Revenons au jeune plant devenu fort, muni de belles racines. Il passé à la serre tempérée ou à la pépinière, selon sa force et la saison. Les plus forts sont vendus le premier hiver, la seconde qualité est employée sur la propriété ou vendue à deux ans, car, en Amérique, on ne partage pas les préventions françaises contre le plant de cet âge[5].

Dans une prochaine étude, nous verrons combien cette question sera capitale en France, car c’est derrière elle que s’abrite et se cache l’obstacle à la vulgarisation des variétés à produits directs. Il se prépare en Amérique des quantités de ces variétés, grâce aux patiens travaux de quelques savans viticulteurs ; il sera désirable de les multiplier rapidement ; exemple les estivalis à gros grains créés par M. Jaeger ; le neosho créé par M. Muench, qui, à l’âge de quatre-vingt et un ans, le suit avec intérêt et cherche à trouver mieux encore.

Ce qui frappe dans la viticulture américaine, c’est qu’elle n’est ni aidée, ni gênée par la tradition ; ses théories sont scientifiquement suivies et raisonnées par des gens compétens et intéressés, tandis qu’en Europe la tradition domine la viticulture et arrête ses progrès par la prépondérance du vigneron ignorant sur l’homme instruit, mais inexpérimenté, qui soumet son jugement à l’ouvrier par crainte de mal appliquer ce qu’il sait.

L’économie de main-d’œuvre aux États-Unis est assez inégale ; on y met utilement la charrue dans les pépinières et les jardins maraîchers ; tandis que les vignes se font à grands frais de treillage, travaux manuels, etc. Faisons exception pour la Californie, où, au contraire, on fait de la grande culture dans la plus large acception du mot. Le père[6] du président[7] de la société viticole de San-Francisco a fait, il y a quelques années, une étude intelligente et fructueuse des vignobles de l’est de la France et du Rhin.
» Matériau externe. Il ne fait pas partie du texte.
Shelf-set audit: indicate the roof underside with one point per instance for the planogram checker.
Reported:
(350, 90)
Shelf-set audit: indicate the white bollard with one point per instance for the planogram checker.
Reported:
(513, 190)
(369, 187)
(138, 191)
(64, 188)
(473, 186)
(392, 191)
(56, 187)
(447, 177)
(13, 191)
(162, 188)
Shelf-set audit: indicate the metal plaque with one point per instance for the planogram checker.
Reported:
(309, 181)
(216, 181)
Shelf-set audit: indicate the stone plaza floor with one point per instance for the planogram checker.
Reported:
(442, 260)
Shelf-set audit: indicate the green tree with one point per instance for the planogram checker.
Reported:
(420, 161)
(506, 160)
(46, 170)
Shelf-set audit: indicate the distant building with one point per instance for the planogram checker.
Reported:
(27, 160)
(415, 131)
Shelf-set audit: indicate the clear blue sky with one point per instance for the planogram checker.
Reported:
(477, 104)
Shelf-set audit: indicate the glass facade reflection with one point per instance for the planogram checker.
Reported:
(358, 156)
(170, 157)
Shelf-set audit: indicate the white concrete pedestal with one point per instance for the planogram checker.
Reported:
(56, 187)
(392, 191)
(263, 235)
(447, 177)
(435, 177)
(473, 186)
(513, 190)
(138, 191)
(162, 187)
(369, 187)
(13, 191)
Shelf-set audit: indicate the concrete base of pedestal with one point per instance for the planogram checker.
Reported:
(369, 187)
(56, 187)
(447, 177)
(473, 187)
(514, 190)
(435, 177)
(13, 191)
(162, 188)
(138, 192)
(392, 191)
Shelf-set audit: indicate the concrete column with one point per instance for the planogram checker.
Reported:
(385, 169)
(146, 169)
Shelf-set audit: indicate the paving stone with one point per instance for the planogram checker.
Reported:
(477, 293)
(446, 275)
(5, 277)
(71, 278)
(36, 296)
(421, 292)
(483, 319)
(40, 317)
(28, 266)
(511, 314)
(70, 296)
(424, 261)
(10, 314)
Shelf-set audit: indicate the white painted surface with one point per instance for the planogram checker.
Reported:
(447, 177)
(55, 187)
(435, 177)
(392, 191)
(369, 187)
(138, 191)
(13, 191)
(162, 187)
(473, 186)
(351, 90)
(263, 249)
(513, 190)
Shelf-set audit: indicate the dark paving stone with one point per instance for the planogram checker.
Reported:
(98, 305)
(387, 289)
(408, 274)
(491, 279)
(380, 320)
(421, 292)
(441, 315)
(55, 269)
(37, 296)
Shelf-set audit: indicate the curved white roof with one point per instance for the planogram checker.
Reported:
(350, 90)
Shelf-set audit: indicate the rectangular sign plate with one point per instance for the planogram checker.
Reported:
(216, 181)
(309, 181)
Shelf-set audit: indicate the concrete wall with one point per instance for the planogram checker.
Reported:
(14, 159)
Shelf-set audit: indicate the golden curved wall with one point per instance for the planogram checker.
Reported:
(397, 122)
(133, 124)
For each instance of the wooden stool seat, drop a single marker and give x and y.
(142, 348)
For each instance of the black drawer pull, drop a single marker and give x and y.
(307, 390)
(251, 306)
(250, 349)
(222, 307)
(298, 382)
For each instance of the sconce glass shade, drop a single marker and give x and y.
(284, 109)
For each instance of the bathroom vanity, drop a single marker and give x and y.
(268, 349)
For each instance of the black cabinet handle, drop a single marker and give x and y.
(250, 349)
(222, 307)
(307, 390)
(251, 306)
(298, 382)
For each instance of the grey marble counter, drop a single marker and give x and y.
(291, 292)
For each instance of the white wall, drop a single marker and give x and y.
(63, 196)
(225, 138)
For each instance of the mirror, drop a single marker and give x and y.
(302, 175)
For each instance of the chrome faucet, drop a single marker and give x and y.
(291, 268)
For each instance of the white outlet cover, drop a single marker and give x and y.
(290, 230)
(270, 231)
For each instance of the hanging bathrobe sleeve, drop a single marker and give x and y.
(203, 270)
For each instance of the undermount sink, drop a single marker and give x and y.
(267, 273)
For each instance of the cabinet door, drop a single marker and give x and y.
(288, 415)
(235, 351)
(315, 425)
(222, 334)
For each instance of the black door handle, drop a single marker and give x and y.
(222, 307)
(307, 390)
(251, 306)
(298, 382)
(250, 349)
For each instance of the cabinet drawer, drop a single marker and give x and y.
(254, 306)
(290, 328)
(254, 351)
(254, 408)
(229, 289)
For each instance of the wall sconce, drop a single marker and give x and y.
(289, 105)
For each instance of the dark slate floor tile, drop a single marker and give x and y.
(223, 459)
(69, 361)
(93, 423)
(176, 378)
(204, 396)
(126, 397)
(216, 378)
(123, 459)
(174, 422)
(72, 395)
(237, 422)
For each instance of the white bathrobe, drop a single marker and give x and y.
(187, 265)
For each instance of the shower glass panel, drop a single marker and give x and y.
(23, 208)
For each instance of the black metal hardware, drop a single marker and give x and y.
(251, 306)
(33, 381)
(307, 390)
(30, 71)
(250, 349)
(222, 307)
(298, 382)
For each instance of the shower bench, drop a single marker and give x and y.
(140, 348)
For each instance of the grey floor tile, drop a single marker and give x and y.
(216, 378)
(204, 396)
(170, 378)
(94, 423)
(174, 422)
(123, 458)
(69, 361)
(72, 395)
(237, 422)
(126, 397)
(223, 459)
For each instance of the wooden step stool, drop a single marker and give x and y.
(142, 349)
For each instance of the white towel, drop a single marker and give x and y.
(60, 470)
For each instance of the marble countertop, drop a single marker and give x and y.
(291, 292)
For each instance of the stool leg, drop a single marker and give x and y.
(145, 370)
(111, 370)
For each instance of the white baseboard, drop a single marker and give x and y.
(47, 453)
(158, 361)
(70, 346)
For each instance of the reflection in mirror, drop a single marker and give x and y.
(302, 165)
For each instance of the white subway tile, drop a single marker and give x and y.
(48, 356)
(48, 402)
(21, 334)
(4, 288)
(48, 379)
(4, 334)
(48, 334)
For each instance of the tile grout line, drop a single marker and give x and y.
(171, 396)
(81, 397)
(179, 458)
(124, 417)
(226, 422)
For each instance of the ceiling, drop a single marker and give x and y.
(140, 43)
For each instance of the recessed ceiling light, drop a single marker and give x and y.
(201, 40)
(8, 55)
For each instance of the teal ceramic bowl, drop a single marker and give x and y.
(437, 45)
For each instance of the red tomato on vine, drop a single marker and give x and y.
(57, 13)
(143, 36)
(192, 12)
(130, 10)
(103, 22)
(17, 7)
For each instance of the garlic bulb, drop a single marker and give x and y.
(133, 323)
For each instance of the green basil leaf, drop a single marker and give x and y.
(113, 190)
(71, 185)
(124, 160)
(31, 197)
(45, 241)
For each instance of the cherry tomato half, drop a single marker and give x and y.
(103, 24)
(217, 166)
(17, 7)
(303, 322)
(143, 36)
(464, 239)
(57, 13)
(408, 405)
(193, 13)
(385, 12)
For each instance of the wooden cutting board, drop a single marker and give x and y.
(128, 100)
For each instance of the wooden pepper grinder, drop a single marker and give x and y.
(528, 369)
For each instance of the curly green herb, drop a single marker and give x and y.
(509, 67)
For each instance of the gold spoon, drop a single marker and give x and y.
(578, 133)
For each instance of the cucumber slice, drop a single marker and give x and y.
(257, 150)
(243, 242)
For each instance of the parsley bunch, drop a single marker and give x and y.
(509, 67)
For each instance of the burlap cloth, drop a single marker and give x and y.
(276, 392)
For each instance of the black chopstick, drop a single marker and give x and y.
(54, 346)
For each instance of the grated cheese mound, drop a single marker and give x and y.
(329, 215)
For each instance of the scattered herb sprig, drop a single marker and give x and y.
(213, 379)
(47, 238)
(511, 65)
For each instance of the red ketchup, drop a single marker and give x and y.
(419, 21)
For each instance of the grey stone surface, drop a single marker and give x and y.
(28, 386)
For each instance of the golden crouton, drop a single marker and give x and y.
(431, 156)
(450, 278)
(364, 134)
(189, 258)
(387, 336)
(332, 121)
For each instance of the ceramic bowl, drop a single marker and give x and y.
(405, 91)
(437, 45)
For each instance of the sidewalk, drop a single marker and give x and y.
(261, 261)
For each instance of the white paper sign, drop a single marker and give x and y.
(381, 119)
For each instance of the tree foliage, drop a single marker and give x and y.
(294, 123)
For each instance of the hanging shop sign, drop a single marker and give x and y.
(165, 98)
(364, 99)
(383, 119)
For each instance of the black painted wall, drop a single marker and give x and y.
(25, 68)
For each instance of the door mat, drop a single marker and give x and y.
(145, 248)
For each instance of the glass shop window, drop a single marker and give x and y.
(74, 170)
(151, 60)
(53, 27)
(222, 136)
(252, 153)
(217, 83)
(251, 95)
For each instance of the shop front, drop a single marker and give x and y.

Grâce à lui, son pays a fait un pas énorme, et je vois que les port, claret, riessling, zinfandel occupent la première place avec les eaux-de-vie dans la production californienne.

Les états du Nord et de l’Est produisent de très mauvais vins, non-seulement mauvais, mais bizarres ; les Américains sont habitués à ce goût foxé et l’acceptent. La production des labrusca est si grande que, si le phylloxéra ne les détruit pas, la classe ouvrière y trouvera une boisson saine et peu chère. Les vins du Sud, produits par les variétés d’estivalis, sont réellement bons ; droits de goût et alcooliques, sans les mesurer avec les grands crus européens, on peut les classer dans la consommation ordinaire courante, peut-être même un peu plus haut. — Il est évident que certaines variétés américaines ont assez de qualités pour rester dans la culture européenne, même si le phylloxéra, chose impossible, nous quittait.

Dans l’étude qui a précédé celle-ci, étude superficielle, effleurant toutes les questions sans en approfondir aucune, j’ai esquissé l’histoire des plantations européennes. Il faut revenir sur nos pas pour placer la Californie à son rang viticole et sous son jour actuel, car les morts vont vite, et ses beaux vignobles vont mourir si un grand et intelligent effort ne les sauve.

Ajoutons aux vignobles déjà cités la vina madre, plantée par les jésuites en Californie en 1697 et celle plantée par les franciscains[8] dans la haute Californie, en 1770. Plus heureuses que celles de Winthrop à Boston Harbour (1632), que celles des Hollandais à Hudson (1650), des Français dans l’Illinois (1660), ces deux vignes réussirent au-delà de toute expression ; grâce à elles, la Californie se couvrit de vignes, et rien n’égalait sa prospérité en 1860, époque à laquelle l’acre rapportait en moyenne 1,000 gallons en espèces de bonne qualité, mais de fertilité moyenne : gutedel, riessling, alicantes, muscats, etc.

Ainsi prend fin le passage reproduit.